Winslow is the name of the downtown area of the city of Bainbridge Island, Washington, and is the original name of the city, named for shipbuilder Winslow Hall. It encompasses the area around the main street, Winslow Way, and is made up of about 1.5 mi2 overlooking Eagle Harbor.

The city has occupied the entire space of Bainbridge Island since February 28, 1991, when the 1.5 sqmi city of Winslow (incorporated on August 9, 1947), annexed the rest of the island after a narrowly passed November 1990 referendum. It officially remained the city of Winslow for several months, until November 7, 1991, at which time the city of Winslow was renamed the city of Bainbridge Island.

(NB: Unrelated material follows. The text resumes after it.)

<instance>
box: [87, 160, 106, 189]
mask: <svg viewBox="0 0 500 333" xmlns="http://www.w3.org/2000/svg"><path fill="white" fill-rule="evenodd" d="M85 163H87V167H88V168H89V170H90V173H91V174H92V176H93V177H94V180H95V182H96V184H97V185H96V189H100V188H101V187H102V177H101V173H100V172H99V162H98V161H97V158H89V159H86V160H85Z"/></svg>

Winslow Way runs about ten city blocks, and is grounded on both sides by local businesses, including a bookstore, several galleries, and multiple restaurants and bakeries. A ferry terminal, with service to Seattle's Colman Dock, boards at the east end of Winslow Way.

In 2010, the census block group in which Winslow is located had a median household income of $42,000, less than half of the Island's median household income of $94,000 and one-third of several of the Island's wealthiest block groups, and also $10,000 less than national and statewide averages. More than half of Winslow households live in rental units, compared to 20% of households across the Island. These differences have in some cases created tension between Winslow and the remainder of the Island, which were highlighted during the successful initiative to annex Winslow and the remainder of the Island into a new jurisdiction noted above.